XV. — Une visite à la laiterie. — La
crème. — Le beurre. — Ce qu'une vache fournit de beurre par
jour.
Un bon agriculteur doit se
rendre compte de ce que chaque chose lui coûte et lui rapporte
—
Quel joli plancher, propre et bien carrelé ! dit Julien en entrant
dans la laiterie. Tiens, les fenêtres et toutes les ouvertures sont
garnies de treillis de fer, comme une prison ; pourquoi donc,
madame ?
—
C'est pour que les mouches, les rats et les souris ne puissent entrer. Avant les
malheurs de la guerre nous étions plus à l'aise : j'avais six
vaches au lieu d'une, je faisait beaucoup de beurre ; aussi ma laiterie
comme mon étable est soigneusement installée. Voyez, ce carrelage
dont elle est recouverte permet de la laver à grande eau, et cette eau
s'écoule par les rigoles que voici. Il faut au lait une grande
propreté, et tout doit reluire chez une fermière qui sait son
métier.
— Comme il fait frais
ici ! reprit Julien en s'avançant dans la salle un peu sombre,
autour de laquelle étaient rangées des jattes de lait.
LA LAITERIE ET LA FABRICATION
DU BEURRE. — La France produit d'excellents beurres, principalement la
Normandie et la Bretagne : on les expédie jusqu'en Allemagne et en
Angleterre. Nous en vendons à l'étranger pour 40 000 000 de francs
par an.
—
Mon enfant, il faut qu'il fasse frais dans une laiterie. S'il faisait chaud, le
lait aigrirait, et la crème n'aurait pas le temps de monter à la
surface. Regardez ces grands pots : ils sont tout couverts d'une
épaisse croûte blanche que je vais enlever avec la cuiller pour la
mettre dans la baratte : c'est la crème. Passez le doigt sur ma
cuiller, et goûter.
Julien goûta.
— C'est meilleur encore
que le lait, cette bonne crème.
— Je le crois bien, dit la
fermière. Maintenant, avec cette crème, nous allons faire le
beurre.
Et, versant dans la baratte
toute la crème qu'elle avait recueillie, elle se mit à battre avec
courage.
Au bout de quelque temps, elle
s'arrêta, et levant le couvercle : — Voyez, Julien, dit-elle.
L'enfant regarda et vit flotter dans la baratte de légers flocons jaune
paille, qui étaient déjà nombreux. — Oh ! dit-il
enchanté, voilà le beurre qui se fait.
Pendant qu'on causait, le beurre
s'acheva. La fermière l'égoutta et le lava avec soin, car le
beurre bien égoutté et lavé se conserve mieux.

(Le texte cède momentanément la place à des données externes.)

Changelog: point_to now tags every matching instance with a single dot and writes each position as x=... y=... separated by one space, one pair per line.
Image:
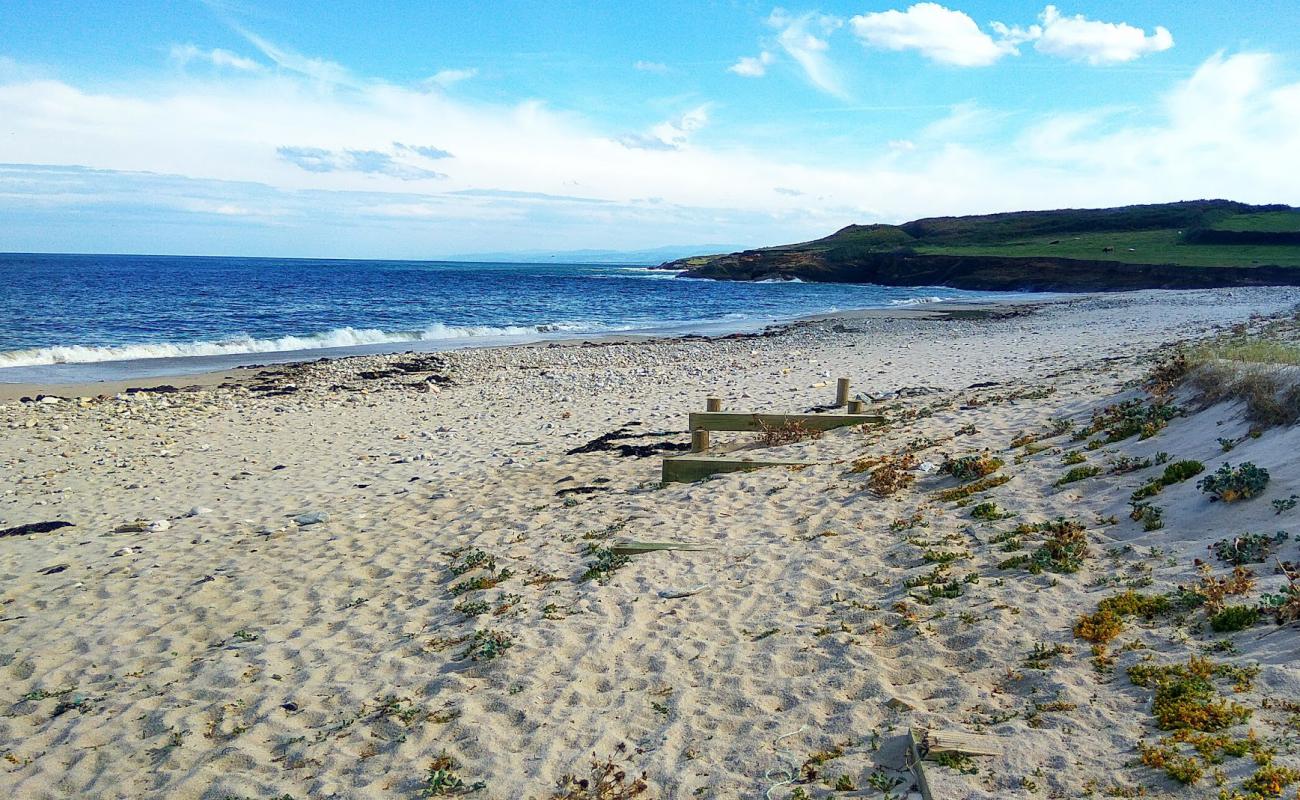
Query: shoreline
x=243 y=373
x=321 y=582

Puis elle
mit en boules et chargea Julien de dessiner avec la pointe du couteau de petits
losanges sur le dessus.
Il s'appliqua consciencieusement
à cette besogne, et le beurre avait bonne mine quand Julien eut
achevé son dessin.
— Mais,
s'écria-t-il, toute la crème n'est pas devenue du beurre ;
qu'est-ce que tout cela qui reste ?
— C'est le petit-lait. On
le donnera aux porcs délayé avec de la farine pour les engraisser.
Au besoin, j'en fais aussi de la soupe quand nous n'avons pas grand'chose
à manger.
— Il faut donc bien du
lait pour faire du beurre ? demanda Julien tout surpris.
— Eh oui, cher enfant.
Quinze litres de lait de Bretonne ne font qu'un kilogramme de beurre, et
pourtant Bretonne, comme les vaches de sa race, est une merveille. Il y a
d'autres vaches dont il faut jusqu'à vingt-cinq litres pour faire un
kilogramme de beurre. Mais, Julien, vous allez devenir savant dans les choses de
la ferme comme si vous vouliez être un jour fermier, vous aussi.
L'enfant rougit de plaisir.
— Vrai, dit-il, c'est un métier que j'aimerais mieux que tous les
autres. Mais, dites-moi encore, je vous prie, combien Bretonne vous donne-t-elle
de lait par jour ?
— Sept litres au plus,
l'un dans l'autre.
— Alors il faut donc plus
de deux jours à Bretonne pour vous donner un kilogramme de
beurre ?
—
Précisément. Mais comme vous comptez bien, mon enfant ! Il y
a plaisir à causer avec vous.
Un instant après, la
fermière sortit de la laiterie avec le jeune garçon, et tous deux
portaient à la main de belles boules de beurre, enveloppées dans
des feuilles de vigne que Julien était allé cueillir.